Testosterone… not just for men.

Group of men walking and talking

Most people, when they think of testosterone, think of men. Rowdy crowds at football matches, sweaty gym-goers comparing stamina and muscle strength, and even cavemen, battling it out to be the best. And whilst testosterone is a crucial hormone for men, it’s an important female hormone too – one that’s produced in ovaries and adrenal glands. And yet another which declines with age in all of us.


Testosterone is a sex hormone, but it actually does far more than maintain a healthy libido. It boosts motivation and confidence, improves muscle mass and strength, reduces anxiety, promotes the healthy burning of fat, and, amongst many other things, protects the cardiovascular and urogenital systems. And there’s a growing body of evidence which shows the positive impact it has on maintaining psychological health too. 

The male menopause

Levels of testosterone start to decline in men from around the age of thirty-five, something known as ‘andropause’, but because this happens slowly, over many years, symptoms are wide ranging, follow no set pattern, and can happen at any time. Anxiety, decreased bone density, erectile dysfunction, hair loss, insomnia, low mood, and reduced libido are just some of the many issues men face – often without an understanding of why. That’s because andropause is largely an undiagnosed condition.

The issue is this… GPs can refer men to urologists who can prescribe testosterone if a man’s levels are very low, but often they don’t, despite there being millions of studies out there which show the huge preventative benefits replacing testosterone can have. And, when it comes to awareness, men lag far behind women who have taken great strides forward in menopause education over the past few years. For men, there’s still a great deal of stigma and shame attached to testosterone decline, when there really shouldn’t be. It’s a normal, unavoidable part of the ageing process.

A great leap forward in menopause awareness

In contrast, menopause experiences, which were once talked about in whispers or suffered in silence, are now being shouted about from the rooftops. This is, of course, a monumental development, but much more needs to be done as there’s still a great deal of confusion and misinformation out there, along with a distinct lack of knowledge amongst frontline health workers and the public at large.

Ask the average menopausal woman about her hormones, and she’s unlikely to realise that a decline in her testosterone levels is to blame for her fatigue, loss of concentration, brain fog, and reduced libido. Of course, other factors are at play, but growing numbers of women are seeing the widespread benefits of testosterone replacement when it comes to perimenopausal and menopausal symptoms. They’re sleeping better, exercising more, feeling less anxious, and experiencing fewer joint aches and muscle pains. And although they often don’t realise it, by optimising hormonal health, they’re protecting themselves against future chronic illnesses such as heart attacks and cancers.

Testosterone replacement – the male/female divide

This growing body of evidence which shows the benefits of testosterone replacement for menopausal women hasn’t yet filtered down to NHS guidelines. Currently, the only types of testosterone replacement products available on the NHS are creams and gels and these are designed to be used by men. Women can still access testosterone if their GP is willing to prescribe it, but current guidelines say this can only be done to treat severely reduced libido.

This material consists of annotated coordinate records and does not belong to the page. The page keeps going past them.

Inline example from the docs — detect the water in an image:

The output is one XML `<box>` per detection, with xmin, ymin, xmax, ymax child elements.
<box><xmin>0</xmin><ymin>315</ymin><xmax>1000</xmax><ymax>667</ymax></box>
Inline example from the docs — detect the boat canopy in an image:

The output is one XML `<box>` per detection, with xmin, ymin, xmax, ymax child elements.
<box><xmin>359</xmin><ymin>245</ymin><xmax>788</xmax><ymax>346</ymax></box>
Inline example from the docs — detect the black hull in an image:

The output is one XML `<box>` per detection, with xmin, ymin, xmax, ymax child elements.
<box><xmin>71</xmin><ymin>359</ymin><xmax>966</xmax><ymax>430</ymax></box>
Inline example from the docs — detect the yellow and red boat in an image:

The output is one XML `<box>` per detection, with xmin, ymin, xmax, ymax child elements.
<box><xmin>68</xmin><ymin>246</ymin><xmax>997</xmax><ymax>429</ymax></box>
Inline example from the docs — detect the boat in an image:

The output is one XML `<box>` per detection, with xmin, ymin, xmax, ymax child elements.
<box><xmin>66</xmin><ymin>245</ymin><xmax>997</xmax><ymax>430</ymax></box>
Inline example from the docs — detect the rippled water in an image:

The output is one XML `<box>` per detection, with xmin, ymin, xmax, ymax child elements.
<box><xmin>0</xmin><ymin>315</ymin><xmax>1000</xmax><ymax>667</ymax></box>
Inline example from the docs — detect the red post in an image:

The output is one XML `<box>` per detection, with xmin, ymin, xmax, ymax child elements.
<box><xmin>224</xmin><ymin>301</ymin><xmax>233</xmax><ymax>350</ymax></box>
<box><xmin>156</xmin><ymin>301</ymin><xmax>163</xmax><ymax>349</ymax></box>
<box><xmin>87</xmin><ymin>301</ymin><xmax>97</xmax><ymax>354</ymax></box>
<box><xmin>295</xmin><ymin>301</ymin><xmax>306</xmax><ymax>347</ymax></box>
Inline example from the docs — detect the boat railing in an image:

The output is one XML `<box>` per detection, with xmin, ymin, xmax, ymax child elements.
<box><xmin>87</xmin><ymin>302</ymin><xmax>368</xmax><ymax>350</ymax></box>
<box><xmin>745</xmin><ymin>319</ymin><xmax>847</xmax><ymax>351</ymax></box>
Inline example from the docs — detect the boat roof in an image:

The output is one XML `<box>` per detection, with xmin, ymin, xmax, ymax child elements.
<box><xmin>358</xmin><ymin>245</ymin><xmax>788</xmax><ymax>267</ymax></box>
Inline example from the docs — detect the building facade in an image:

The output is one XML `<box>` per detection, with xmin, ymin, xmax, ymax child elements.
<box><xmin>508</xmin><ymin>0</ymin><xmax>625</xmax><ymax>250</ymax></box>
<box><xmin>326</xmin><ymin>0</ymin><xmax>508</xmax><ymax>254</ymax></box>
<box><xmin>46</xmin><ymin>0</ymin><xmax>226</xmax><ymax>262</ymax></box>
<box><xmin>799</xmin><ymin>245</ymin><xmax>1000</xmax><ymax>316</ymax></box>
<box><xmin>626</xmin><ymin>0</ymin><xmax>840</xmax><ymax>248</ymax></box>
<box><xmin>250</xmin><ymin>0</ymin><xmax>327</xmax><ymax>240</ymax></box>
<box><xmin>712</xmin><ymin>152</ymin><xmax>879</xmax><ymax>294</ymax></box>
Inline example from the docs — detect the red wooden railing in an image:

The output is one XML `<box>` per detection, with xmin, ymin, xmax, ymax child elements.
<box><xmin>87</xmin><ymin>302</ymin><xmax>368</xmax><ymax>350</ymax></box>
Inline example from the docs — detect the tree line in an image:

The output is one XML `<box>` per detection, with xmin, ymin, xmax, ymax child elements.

Of course, private menopause and hormone clinics are prescribing testosterone for patients – both male and female – and seeing huge benefits. They do this based on both an evaluation of a patient’s symptoms, and comprehensive blood tests, which rule out other issues such as thyroid function and insulin resistance and give a clear measure of the amount of testosterone needed to replenish deficiencies and achieve optimal health. And they do this not only to alleviate symptoms present today, but to maintain cardiovascular health, avoid musculoskeletal decline, and optimise metabolic efficiency – the key to managing insulin resistance. All of which are absolutely critical when it comes to maintaining long-term health.

Will I grow a beard?

It’s a question often asked by women prescribed testosterone medication, fearful their voice will suddenly deepen, or they’ll grow more facial hair. The answer is no. When such care is taken to medically assess the amount needed for each individual patient, based on clinical assessment of their symptoms and blood tests, that it simply isn’t possible if the medication is administered correctly.

A medication for life?

Another question both men and women want the answer to, is whether they will have to take testosterone for life. Again, the answer is, of course, no. Every patient has a choice. That said, when both men and women see and feel the benefits of optimal hormonal health and understand the protection it affords them in the long-term, many see little reason to take that backwards step. There is no increased risk of any disease from being on testosterone, and its huge array of preventative benefits have been shown in study after study, protecting women against breast cancer, amongst many, many other things.

It’s hoped that this growing body of evidence results in change so that one day soon there’s equality in access to testosterone treatment, so that anyone, male or female, can have it when levels are low. After all, as you now know, it’s not just a male hormone.